I softened into my feminine when I received my spiritual name after a very emotional and rocky journey.
I softened into my feminine when I needed to release not 1 but 3 spirit babies into the Earth on my journey of becoming a Mother.
I softened into my feminine when I embraced all of my empowHERment to successfully conceive, grow, and birth my baby the way I wanted to.
I softened into my feminine as I embraced Motherhood not having a Mother to model after myself.
Lenae is the name from my mother, and her mother, and her mother, too. It is a name that fully embraces my maternal line. It is a name I am proud to own, for it is a name from my wombspace. I existed as Lenae in my Nana's womb, before my Mother ever existed. It has been up to me all along to heal the trauma, to understand my Mother, and to move forward into my own role of Motherhood self-healed and shifting the epigenetic consequences of the generations of daughters to come.
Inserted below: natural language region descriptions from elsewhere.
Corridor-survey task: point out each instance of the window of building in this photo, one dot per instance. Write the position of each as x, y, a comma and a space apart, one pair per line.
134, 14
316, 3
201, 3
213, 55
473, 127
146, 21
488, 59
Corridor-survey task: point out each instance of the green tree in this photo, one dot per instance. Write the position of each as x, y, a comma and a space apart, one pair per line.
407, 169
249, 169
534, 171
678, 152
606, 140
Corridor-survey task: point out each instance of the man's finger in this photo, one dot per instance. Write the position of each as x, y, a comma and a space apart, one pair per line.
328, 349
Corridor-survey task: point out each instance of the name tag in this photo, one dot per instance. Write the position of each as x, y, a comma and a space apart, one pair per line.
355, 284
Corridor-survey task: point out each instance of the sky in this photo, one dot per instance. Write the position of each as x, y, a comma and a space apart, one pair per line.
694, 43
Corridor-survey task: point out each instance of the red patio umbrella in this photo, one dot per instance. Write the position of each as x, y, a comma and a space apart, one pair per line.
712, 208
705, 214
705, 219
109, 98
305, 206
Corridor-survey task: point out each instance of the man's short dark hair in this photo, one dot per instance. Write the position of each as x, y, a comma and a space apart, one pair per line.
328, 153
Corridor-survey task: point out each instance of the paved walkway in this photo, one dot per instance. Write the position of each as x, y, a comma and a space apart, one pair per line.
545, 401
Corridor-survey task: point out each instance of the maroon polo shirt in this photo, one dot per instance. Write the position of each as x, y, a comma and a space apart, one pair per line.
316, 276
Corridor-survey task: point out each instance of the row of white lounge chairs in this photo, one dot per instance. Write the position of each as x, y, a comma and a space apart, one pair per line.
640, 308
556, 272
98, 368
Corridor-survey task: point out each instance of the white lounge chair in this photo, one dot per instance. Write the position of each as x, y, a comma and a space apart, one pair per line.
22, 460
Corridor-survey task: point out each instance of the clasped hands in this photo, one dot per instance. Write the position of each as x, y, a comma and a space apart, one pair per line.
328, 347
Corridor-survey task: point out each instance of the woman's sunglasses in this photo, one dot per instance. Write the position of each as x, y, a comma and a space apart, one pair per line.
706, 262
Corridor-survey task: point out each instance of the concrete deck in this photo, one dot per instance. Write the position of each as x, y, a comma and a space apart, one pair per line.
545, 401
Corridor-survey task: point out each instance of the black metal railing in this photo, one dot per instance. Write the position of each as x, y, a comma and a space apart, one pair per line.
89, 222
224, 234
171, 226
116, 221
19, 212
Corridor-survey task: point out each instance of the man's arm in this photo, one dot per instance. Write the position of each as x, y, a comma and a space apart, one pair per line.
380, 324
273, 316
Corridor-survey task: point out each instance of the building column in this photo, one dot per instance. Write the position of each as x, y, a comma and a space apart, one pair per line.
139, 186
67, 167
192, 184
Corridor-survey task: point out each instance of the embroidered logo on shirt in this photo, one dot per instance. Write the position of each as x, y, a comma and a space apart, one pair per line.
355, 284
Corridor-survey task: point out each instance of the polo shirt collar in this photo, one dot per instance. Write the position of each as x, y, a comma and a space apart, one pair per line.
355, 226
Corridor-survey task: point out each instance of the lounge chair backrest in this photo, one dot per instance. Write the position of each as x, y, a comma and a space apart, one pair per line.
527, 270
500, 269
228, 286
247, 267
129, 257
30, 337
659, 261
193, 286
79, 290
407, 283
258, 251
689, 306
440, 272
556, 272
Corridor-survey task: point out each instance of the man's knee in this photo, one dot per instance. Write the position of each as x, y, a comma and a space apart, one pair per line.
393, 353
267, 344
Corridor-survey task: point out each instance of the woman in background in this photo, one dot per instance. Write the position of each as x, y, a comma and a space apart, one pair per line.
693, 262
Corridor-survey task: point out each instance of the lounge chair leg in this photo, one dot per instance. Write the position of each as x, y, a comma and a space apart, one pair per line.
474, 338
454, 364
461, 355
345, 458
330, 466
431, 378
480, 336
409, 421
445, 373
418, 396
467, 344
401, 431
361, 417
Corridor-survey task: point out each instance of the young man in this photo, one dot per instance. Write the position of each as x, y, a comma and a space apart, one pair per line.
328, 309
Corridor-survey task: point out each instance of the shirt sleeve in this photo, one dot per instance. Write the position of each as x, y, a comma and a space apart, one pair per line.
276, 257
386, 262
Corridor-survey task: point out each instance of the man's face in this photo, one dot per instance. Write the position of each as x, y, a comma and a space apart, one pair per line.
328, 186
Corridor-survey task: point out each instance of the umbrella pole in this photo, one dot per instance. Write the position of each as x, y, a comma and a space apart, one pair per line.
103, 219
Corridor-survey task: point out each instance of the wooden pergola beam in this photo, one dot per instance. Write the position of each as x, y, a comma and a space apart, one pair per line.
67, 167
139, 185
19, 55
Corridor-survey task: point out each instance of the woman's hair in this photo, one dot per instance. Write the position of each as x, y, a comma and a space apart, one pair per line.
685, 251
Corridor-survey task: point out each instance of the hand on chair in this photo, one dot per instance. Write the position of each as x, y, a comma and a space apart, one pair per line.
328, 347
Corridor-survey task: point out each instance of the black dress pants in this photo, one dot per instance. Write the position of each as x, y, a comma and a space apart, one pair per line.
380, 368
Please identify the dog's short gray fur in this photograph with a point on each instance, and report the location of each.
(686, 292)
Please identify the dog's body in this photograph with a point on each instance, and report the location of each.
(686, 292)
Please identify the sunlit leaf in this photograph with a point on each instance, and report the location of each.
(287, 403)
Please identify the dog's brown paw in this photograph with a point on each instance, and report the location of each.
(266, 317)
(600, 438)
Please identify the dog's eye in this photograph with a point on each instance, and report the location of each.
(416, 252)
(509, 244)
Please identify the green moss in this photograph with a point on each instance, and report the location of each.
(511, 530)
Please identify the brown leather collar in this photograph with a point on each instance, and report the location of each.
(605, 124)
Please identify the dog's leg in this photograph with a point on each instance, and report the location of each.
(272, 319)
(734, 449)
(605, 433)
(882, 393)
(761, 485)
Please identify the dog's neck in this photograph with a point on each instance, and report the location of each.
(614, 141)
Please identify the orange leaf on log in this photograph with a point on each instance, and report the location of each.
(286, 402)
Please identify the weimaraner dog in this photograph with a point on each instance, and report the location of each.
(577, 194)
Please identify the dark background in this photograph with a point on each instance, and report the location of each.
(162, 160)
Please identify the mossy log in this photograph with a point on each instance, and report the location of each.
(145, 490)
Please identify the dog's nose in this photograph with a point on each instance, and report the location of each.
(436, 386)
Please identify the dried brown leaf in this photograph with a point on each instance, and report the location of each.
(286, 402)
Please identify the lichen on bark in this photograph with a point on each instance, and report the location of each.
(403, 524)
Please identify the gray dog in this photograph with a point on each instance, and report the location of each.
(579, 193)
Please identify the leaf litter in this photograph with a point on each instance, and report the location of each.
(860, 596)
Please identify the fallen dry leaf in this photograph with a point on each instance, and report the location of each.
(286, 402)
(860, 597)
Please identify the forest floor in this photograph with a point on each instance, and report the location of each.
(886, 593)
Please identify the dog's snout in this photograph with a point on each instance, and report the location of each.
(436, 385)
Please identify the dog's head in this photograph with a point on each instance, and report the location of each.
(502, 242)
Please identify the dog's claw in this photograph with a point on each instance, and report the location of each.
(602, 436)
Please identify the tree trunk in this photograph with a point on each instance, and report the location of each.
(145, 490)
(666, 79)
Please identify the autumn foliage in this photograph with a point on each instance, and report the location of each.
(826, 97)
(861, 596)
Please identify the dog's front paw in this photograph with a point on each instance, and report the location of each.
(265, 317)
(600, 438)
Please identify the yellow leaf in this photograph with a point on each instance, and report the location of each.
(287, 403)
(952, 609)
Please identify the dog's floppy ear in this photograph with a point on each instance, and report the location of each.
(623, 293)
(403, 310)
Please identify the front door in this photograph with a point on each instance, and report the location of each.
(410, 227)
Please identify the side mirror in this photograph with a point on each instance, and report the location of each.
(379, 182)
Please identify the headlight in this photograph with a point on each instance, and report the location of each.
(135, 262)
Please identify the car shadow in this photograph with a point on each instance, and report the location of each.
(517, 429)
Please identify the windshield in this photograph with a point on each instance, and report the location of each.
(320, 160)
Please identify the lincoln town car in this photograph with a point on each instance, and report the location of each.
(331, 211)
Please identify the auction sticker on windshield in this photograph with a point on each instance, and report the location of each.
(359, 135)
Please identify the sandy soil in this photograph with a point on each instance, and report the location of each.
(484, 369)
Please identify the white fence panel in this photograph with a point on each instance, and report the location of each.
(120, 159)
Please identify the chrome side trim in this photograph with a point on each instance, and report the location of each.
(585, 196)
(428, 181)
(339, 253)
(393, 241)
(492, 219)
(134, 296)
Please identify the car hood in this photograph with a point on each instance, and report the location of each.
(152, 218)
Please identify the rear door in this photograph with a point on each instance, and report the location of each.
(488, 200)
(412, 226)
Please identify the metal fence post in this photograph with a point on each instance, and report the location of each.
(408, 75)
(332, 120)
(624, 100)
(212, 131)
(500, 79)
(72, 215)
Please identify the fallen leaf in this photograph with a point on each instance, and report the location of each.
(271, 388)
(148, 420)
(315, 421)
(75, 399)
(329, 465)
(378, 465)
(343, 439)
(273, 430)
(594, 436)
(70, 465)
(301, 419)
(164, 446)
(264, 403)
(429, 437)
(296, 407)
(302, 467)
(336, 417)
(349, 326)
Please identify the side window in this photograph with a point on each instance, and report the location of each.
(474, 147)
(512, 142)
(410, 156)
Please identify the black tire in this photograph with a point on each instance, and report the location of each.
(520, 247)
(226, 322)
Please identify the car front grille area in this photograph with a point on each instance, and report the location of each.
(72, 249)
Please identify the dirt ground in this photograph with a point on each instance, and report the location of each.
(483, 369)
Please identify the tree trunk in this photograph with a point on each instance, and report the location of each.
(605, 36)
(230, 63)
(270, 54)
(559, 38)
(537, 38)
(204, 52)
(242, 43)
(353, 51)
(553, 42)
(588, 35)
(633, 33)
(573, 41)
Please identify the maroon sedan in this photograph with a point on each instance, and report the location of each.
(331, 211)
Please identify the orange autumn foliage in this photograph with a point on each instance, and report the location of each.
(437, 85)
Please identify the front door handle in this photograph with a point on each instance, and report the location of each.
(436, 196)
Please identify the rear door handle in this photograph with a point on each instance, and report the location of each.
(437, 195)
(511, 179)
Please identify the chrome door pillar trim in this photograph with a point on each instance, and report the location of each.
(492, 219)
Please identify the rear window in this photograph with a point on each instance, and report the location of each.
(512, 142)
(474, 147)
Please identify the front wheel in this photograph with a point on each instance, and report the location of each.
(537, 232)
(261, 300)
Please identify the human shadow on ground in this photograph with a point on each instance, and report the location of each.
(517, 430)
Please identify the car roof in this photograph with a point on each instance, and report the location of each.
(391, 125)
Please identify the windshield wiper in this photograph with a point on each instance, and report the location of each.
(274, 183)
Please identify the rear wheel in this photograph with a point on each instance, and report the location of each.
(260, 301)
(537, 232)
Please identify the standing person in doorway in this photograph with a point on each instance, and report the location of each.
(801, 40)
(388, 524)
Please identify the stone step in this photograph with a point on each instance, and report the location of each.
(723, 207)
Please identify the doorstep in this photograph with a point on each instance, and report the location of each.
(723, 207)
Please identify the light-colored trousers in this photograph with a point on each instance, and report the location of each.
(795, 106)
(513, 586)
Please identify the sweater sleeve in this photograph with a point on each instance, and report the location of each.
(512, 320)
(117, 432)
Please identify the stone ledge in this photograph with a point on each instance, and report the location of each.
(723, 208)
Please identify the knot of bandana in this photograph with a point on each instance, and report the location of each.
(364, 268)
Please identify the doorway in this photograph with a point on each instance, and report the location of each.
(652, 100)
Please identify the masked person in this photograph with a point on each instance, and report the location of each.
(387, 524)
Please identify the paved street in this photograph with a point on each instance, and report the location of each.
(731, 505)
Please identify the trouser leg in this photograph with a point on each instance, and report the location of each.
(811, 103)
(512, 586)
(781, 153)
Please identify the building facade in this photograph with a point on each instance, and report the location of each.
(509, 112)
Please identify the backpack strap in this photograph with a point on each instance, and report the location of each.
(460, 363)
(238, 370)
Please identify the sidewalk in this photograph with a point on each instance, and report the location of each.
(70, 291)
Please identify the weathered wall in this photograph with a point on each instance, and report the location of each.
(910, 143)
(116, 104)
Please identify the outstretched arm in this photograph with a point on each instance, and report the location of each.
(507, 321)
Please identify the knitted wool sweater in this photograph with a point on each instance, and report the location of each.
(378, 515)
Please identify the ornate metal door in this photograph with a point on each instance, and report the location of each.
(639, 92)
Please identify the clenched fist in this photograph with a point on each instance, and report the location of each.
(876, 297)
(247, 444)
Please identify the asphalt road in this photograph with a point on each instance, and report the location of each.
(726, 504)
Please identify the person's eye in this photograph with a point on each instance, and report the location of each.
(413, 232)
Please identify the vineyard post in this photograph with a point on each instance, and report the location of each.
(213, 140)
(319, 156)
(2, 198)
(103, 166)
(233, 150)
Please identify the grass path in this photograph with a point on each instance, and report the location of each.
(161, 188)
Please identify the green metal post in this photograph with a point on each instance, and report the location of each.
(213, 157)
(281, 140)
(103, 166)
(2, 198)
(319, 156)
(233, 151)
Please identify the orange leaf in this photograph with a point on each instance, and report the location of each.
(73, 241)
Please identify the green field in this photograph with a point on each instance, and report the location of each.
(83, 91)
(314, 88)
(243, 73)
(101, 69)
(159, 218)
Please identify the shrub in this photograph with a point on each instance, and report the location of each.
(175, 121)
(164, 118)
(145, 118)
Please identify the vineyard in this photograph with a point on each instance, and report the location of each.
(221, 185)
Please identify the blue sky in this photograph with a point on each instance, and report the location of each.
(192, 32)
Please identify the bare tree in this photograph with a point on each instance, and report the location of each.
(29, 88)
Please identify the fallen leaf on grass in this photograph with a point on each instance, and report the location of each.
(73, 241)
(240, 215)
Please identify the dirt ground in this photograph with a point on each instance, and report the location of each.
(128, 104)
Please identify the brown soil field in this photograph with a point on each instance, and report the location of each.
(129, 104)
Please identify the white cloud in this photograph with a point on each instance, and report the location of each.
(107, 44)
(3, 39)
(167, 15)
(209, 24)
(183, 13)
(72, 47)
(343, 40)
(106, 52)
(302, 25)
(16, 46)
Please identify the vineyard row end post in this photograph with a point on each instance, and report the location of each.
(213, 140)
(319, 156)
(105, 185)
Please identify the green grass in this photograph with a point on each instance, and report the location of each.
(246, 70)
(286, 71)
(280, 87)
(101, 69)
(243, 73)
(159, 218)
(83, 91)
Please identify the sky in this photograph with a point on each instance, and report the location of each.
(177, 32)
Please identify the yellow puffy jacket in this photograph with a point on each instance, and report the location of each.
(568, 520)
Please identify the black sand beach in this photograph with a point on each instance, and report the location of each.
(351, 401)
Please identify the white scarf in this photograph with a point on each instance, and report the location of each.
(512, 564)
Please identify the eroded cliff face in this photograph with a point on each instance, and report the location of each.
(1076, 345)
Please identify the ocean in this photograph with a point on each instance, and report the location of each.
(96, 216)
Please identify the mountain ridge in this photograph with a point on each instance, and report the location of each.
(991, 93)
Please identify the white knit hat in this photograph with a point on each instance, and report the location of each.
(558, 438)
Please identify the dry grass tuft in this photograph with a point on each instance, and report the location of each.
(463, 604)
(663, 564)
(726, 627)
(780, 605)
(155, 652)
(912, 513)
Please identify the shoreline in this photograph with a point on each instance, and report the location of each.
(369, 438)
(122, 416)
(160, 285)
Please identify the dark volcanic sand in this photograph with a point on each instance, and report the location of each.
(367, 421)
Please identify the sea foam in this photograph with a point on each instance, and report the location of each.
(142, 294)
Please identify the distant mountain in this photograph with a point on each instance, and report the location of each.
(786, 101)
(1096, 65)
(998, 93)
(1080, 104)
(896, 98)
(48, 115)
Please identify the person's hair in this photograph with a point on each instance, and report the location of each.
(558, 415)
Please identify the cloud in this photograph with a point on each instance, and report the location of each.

Veena is the sound of The Divine. I have always had a voice, and always had stories to share. Most of the things I write about or speak about are not pleasant, for my voice has mostly been a scream of the frustrations of all I have been through. I have battled anxiety and depression. I have survived childhood abuse and sexual trauma in my college years. I have battled health issues and developed a dependency on others to fix me. I have suffered from addiction. I have had menstrual issues, endometriosis, and, unexplained infertility. I have had many traumas.
The Divine within me has always shown me the way.
When I have opened myself up to The Universe to receive what is best for me, the path always shows its way.
Every time I go down one of those paths, I speak on it.
Or maybe they're stuck on it right now.
I speak of what has come through to me, for it is not mine to keep. These ways to "fix ourselves" are not to be kept secret. I have been blessed with this voice so others can hear the message, too.
I have labeled myself many things recently: Yoga Teacher, Reiki' Practitioner, Empath, Oracle Card Reader, Energy Worker, Healer, Moon Priestess, Oils Priestess, Womb Whisperer, Soul Coach, Mother, Wife, Sister...
I bring through what speaks to me in the present moment, because I believe that's what needs to be heard.
Sometimes I share Moon Wisdom and Astrological Insights.
Sometimes it's wisdom from oils and plant medicine.
Other times I share the crystals, gemstones, and other Earth matter I am working with.
I pull oracle cards and Tarot for guidance, and do the same for others.
I also share other magick from the metaphysical along with mindset-shifting tools like The Law of Attraction and the power of positive thinking.
These are all my voice.
These are all things I know I am put on this planet to share.
These are my offerings to you.
Sending, trusting, experiencing,
We are all self-healing together.
And so it is, and so it is, and so it is.